Even now, thinking back on that time of innocence, he felt moved by their young love. Within a few weeks, he’d become her first lover, and she had become his first and only real love.
With Tess he’d thought his life could be different. And for a while it had been; the things the old man did and said had hardly seemed to matter anymore.
The cocoon that Tess’s love had spun around him held almost a year, before it began to unravel. Then all hell broke loose and the old man went too far and broke Sean’s arm.
The courts had stepped in and with the help of Reed’s testimony had taken Sean away. Just a short month later, Sean was gone forever. Stabbed by some strung-out punk in the backyard of the home where the courts had placed him for safekeeping.
The irony still stung and the lesson Sean’s death had taught Reed was still indelibly printed on his mind: the old man had been right. Reed McKenna didn’t really give a damn about anyone. He was incapable of caring enough to protect anyone. If he’d really cared for Sean, would he have let the courts take him away?
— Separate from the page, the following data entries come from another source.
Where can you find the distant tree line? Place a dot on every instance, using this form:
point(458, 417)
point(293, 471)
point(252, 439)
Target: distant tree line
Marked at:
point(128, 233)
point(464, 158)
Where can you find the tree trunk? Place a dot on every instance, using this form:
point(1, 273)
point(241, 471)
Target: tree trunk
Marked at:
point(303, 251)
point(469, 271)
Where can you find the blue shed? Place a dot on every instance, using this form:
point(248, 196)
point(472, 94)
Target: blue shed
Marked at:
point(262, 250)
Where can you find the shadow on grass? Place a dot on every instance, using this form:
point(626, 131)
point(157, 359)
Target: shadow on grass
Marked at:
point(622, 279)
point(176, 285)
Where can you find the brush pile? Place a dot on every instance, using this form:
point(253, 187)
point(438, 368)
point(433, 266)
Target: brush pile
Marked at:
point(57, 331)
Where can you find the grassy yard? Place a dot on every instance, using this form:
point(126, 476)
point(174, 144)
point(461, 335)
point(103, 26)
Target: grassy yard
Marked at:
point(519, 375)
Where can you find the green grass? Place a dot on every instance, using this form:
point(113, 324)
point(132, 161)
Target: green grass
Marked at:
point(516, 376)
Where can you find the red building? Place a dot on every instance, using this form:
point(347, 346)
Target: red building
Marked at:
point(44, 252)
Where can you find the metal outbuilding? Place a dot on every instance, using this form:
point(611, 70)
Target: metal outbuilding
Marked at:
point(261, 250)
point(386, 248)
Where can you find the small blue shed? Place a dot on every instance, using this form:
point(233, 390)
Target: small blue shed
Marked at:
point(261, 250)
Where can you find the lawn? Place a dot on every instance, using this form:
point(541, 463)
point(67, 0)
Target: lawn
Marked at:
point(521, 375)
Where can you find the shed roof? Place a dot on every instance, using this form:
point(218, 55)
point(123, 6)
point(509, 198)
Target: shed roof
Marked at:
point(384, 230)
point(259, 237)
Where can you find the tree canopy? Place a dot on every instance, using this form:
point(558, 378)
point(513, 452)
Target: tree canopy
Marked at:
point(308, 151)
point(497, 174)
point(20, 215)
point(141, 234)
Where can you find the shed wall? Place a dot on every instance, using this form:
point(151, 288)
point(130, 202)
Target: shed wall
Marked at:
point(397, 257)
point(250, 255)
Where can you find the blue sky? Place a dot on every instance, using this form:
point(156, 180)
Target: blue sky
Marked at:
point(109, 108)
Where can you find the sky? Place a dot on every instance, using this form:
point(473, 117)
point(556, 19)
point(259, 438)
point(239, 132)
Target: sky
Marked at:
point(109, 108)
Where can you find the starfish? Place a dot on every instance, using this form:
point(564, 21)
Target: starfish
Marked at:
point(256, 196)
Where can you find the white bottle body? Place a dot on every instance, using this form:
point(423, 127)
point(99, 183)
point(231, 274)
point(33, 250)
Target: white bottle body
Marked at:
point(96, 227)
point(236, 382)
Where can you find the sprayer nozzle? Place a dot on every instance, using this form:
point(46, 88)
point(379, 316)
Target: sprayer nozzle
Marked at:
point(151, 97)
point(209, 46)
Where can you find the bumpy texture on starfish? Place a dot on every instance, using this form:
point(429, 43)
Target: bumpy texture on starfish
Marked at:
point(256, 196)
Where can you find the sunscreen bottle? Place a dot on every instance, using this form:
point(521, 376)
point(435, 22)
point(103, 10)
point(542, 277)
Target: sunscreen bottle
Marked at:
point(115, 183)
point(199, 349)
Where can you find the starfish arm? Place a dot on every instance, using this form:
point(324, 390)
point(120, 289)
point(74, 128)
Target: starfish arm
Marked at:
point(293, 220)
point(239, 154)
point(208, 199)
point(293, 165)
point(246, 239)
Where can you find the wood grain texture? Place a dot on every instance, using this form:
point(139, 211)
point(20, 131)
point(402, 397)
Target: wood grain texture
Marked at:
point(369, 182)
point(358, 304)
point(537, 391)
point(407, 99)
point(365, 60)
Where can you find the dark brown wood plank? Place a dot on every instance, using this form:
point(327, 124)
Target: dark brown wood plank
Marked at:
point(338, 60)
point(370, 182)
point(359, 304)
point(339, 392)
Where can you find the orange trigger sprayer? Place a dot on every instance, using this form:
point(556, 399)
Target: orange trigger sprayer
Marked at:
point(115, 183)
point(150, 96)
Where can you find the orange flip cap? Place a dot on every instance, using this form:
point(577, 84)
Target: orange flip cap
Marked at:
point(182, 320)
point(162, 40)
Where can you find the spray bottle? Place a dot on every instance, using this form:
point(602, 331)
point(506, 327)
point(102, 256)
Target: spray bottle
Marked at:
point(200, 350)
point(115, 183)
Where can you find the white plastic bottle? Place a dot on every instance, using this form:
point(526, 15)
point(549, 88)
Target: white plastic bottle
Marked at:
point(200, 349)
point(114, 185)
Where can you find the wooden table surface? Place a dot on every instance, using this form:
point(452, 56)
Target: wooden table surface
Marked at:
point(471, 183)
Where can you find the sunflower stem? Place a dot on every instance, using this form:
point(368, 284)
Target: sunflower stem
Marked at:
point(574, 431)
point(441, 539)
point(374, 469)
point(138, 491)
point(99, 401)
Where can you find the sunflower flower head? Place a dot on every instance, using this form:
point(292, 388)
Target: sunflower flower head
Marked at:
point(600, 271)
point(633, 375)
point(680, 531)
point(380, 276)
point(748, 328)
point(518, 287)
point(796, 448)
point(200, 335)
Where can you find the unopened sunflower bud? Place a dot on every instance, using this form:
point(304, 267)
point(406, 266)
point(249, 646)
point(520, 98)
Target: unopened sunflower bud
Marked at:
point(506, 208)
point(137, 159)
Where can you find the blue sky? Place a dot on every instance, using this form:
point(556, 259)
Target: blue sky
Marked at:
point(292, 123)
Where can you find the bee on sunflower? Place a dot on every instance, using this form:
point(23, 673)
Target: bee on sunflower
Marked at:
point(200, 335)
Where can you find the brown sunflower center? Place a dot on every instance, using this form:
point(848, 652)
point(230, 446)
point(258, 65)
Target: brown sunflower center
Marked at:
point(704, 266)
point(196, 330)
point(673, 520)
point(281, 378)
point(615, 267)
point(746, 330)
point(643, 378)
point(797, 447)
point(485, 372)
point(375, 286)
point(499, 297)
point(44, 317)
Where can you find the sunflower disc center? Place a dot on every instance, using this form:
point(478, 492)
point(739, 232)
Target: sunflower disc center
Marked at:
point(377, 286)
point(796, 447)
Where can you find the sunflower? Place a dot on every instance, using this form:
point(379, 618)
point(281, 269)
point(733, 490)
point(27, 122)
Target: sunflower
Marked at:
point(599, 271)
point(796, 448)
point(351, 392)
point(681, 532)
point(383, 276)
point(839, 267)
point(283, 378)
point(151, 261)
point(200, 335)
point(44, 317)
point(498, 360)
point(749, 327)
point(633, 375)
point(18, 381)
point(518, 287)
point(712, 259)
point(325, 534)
How could a man without a heart consider taking a wife, building a life with her when he hadn’t even loved his brother enough to save him? Hadn’t he promised Sean he’d always be there? But where had he been when his brother needed him most?
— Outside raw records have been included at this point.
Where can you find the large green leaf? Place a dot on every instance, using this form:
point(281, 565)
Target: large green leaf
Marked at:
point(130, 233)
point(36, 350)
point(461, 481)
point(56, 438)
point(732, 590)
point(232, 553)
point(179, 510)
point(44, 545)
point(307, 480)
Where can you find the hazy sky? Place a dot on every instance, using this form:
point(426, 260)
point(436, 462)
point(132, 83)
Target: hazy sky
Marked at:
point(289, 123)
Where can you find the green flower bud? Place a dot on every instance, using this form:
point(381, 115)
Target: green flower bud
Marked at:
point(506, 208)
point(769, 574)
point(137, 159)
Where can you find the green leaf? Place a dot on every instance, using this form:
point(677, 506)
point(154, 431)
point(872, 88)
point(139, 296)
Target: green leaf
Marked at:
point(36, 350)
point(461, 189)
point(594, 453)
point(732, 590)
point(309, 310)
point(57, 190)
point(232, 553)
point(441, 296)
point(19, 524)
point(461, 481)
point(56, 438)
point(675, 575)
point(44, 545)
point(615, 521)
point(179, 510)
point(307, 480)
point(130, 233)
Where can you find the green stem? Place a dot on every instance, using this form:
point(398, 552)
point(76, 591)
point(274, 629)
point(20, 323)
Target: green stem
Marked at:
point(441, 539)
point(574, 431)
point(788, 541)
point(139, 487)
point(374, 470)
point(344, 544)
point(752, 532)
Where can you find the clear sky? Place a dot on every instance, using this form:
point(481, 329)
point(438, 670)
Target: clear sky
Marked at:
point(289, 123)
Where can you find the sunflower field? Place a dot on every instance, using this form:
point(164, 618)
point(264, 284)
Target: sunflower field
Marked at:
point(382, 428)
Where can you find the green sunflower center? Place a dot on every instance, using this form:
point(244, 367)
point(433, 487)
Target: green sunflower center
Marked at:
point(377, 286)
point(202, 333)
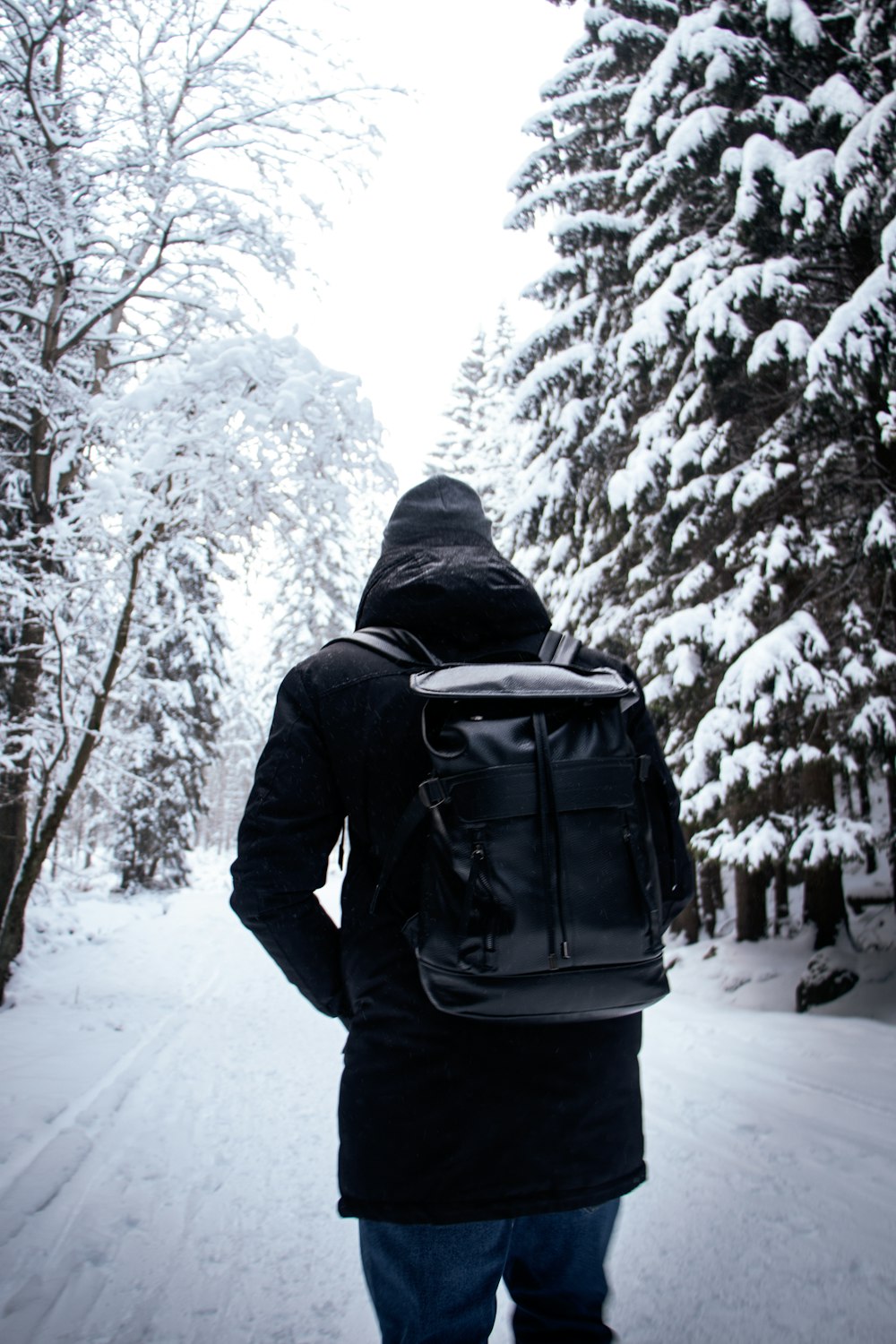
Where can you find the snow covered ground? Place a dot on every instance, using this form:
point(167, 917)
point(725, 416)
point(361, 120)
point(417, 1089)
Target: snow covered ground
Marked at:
point(168, 1153)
He’d given Sean up to strangers, even helped them take him away. In Reed’s mind, it didn’t matter that the old man had willingly signed the papers—Sean had
never expected the old bastard to fight for him.
But Reed had always been Sean’s champion, and if he lived to be a hundred, he’d never forget the look of bitter disappointment on Sean’s young face when the woman from the county had come to take him away.
The flash of a signal light up ahead brought Reed back to his present situation with a jolt. He eased off the accelerator as Tess made a left turn and then another sharp right onto a narrow street lined with well-lit shops and open-air bars bursting with tourists.
Threading the rental car through the narrow street, Reed strained to keep the small red scooter in view. When a hotel limousine cut him off, Reed gave him the universal reply to rudeness and slammed on the brakes to avoid running down a gray-haired couple on a tandem bicycle. Although no one was the worse for the near-collision, Reed realized that in the confusion he’d lost sight of Tess.
At the next street, he turned right onto a wide paved boulevard lined with two- and three-story townhouses and condominiums. There was only one streetlight and very little traffic, so when Reed spotted a single taillight at the end of the next block, he figured he’d found Tess.
Following at a distance that wouldn’t arouse her suspicions, he tailed the scooter through the three-block residential area. As they wove their way into the poorer section of town, the road became narrower and the pavement gave way to dirt.
Beyond a scattering of tin-roofed shanties, Reed saw the scooter’s brake light come on and he eased off the accelerator and doused the Mustang’s headlights. By the light of a pale crescent moon, he steered into a rutted driveway between an abandoned lean-to and what appeared to be a junkyard for boat and auto wreckage.
Once out of the car, he jogged back to the road where he’d seen the moped slowing. He spotted Tess’s trim silhouette standing beside the scooter. She’d left the headlight on and where the weak yellow beam split the darkness it reflected off a small, corrugated-steel building. The warehouse sat alone in the middle of a large lot.